A côté de ces avantages, un certain nombre d’insuffisances a été recensé, selon toujours Mr Soungalo DIARRA. Il s’agit notamment de l’échec dans certains paiements, l’absence de réseaux dans certaines localités, les erreurs de destinataires avec le paiement sur d’autres numéros qui ne sont pas acteurs de l’activité et le vol de données sécurisées comme les mots de passe pour certains téléphones aussi qui peuvent être volés.

Au Sénégal

Bien qu’il y a des avantages du paiement numérique, les bénéficiaires rencontrent des difficultés. C’est le cas de Mme GamouKEITA, Cheffe magasinier du Projet AID édition 2022 au Sénégal. Elle affirme :

« On a eu à participer à la campagne d’Aspersion Intra-Domiciliaire (AID). Nous avons bénéficié des deux différents types de paiement. On nous payait en espèces pour la première année. Pour la deuxième année, on nous a payé par Orange Money. Mais nous avons toujours eu des problèmes avec ces deux modes de paiement. Pour la première, on faisait la queue, on passait presque des jours là-bas. Et, il y avait aussi des acteurs qui bénéficiaient tardivement de leur argent. Pour le deuxième, le souci était lié au fait que certains agents recevaient au moment où d’autres ne recevaient pas la totalité ou même une partie de leur argent. »

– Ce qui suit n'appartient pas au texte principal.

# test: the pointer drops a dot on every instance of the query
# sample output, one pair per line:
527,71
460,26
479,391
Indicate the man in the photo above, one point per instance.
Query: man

En somme, selon Pr Adama FAYE, directeur du Hub francophone du projet DHPI-R, le paiement numérique est vraiment devenu une réalité dans la sous-région. Il vient à son heure au Mali où il y a des problèmes de sécurité et est devenu une pratique courante en Côte d’Ivoire. « Et je pense que tous les pays vont aller dans ce sens. » Conclut-il.